Portable Computed Radiography vs. Portable Digital Radiography

The Objective in this case study research proposal is to evaluate briefly the system most suited for the use of evaluation of the catheter positioning in the chest of the patient in the Intensive Therapy Unit (UTI) environment. Traditionally these images are difficult to process. The aim of this study is in making a determination as to whether the images produced through Digital radiography or those produced through Computed radiography is optimal in terms of the best system in order to reduce risk to the patient due to higher radiation doses or incorrect positioning. This process of imaging in relation to the computed radiography is accomplished through use of a portable x-ray generator - an anthropomorphic chest phantom.

Methodology:

Through simulation of the patient through the attachment of various catheters and lines hard copy images are produced for evaluation purposes. Radiologists and Radiographer will be those to evaluate the produced images. Identified as key is to keep any many variables as possible constant. This will be achieved through experimentation at a single location using both the computed radiography plate as well as the Portable Flat-Panel digital detector. The experiment will be inclusive of imaging of the phantom through use of various exposures on each system in the production of hard-copies for assessment and evaluation purposes.

Introduction:

There exists several types of imaging that are used by the Radiology teams at local hospital and healthcare institutions with specific use in imaging processes that target the desired imaging in relation to the disease or symptoms of the individual who is being imaged for diagnosis and possible treatment.

Literature Review:

The Department of nuclear medicine and diagnostic Imaging, at Kyoto University School of Medicine and the physicians named as Tadamura, Kubo, Yamamuro, and Konishi wrote in their work that "Nuclear cardiology has played a significant role in the diagnosis and risk stratification of patients with coronary artery disease. MRI and multidector-row CT (MDCT) has recently been introduced in the filed of clinical cardiology. For the management of patients with suspected coronary artery disease, it is important to understand the advantages and disadvantages of various imaging modalities. Tadamura, Kubo, Yamamuro, & Konishi (1998). The work entitled "Digital Imaging with a Photostimulable Phosphor in the Chest of Newborns" states that when comparing imaging of newborn mediastinum, lung bones, and soft tissues the images ere "significantly better on computed radiographs than on half-exposure computed radiographs and that visualization of the lungs, bones and soft tissues was statically significantly better on screen-film radiographs than half-exposure computed radiographs. Image density was statistically better on computed and half-exposure computed radiographs than on screen-film radiographs." (Cohen, Katz, Kalasinski, White, Smith, & Long)

Computed radiography is the use of "conventional radiographic equipment to expose a photostimulable phosphor imaging plate to create a digital image similar in appearance to screen-film radiograph. The potential advantages of computed radiography over screen-film radiography include electronic image distribution, image postprocessings, and reduction of radiation exposure to the patient." Don M.D. et al. (1998).

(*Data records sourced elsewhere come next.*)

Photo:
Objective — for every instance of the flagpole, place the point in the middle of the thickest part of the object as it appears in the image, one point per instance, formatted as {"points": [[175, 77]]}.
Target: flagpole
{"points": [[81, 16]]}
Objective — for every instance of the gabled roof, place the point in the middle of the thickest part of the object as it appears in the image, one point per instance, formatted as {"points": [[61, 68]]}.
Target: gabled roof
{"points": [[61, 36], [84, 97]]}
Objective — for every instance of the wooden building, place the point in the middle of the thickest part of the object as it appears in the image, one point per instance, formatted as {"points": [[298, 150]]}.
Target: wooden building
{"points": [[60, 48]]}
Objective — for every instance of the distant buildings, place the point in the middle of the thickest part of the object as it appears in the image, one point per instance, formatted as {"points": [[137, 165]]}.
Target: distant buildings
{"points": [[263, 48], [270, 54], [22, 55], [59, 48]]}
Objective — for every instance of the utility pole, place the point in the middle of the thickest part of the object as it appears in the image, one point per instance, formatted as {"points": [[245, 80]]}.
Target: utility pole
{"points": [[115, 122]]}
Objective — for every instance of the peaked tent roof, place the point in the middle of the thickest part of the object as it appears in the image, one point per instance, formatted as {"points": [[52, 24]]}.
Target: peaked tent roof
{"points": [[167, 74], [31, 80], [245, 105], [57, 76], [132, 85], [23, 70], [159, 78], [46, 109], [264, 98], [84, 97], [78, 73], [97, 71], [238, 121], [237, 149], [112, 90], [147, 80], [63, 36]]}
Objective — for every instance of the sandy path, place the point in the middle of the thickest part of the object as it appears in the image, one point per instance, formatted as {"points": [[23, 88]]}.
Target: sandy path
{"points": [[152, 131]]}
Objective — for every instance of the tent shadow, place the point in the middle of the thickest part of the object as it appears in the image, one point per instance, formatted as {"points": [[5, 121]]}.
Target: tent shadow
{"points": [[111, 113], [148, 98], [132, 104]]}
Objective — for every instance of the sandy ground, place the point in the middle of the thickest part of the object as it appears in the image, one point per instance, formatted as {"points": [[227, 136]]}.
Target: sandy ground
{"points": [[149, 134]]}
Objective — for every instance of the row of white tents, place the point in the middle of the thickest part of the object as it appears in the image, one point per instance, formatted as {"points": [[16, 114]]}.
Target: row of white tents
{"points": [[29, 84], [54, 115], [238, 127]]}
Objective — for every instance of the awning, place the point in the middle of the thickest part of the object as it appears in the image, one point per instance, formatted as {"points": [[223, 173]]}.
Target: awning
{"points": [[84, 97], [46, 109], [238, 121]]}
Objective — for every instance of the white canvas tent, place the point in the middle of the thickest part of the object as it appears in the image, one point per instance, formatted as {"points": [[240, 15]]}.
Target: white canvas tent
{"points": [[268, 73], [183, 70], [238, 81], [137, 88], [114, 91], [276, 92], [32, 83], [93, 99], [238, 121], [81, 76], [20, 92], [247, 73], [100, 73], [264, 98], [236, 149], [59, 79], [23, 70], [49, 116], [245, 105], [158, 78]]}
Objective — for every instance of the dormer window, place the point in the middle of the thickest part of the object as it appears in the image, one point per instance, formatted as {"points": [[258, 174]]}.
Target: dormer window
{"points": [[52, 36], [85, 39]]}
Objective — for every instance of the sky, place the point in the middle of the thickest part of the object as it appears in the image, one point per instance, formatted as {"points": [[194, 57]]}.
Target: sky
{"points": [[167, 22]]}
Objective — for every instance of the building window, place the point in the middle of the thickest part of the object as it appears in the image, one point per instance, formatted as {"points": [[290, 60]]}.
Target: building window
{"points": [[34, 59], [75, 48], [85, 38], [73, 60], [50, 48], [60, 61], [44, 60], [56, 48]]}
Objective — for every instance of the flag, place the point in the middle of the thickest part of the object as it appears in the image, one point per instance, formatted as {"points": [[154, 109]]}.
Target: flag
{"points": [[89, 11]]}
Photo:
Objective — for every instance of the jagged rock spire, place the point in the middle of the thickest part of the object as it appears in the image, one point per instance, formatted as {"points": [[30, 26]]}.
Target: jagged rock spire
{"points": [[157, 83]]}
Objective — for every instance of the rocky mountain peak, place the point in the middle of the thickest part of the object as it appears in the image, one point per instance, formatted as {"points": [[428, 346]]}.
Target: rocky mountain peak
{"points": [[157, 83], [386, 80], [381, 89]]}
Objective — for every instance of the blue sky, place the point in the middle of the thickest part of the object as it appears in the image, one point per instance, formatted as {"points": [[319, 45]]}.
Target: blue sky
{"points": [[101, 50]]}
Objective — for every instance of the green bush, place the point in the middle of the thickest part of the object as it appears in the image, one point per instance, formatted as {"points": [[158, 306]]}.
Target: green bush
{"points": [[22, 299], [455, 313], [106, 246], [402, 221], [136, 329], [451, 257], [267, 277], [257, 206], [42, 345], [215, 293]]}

Findings in the study included the fact that: "Computed radiography was equivalent to screen-film radiography in the detection of pulmonary edema." Further, it was found that: "contrary to concern that noise in computed radiography may be misinterpreted as a disease that there was no tendency for FP responses to account for significant differences between computed radiographs at any exposure and screen-film radiographs."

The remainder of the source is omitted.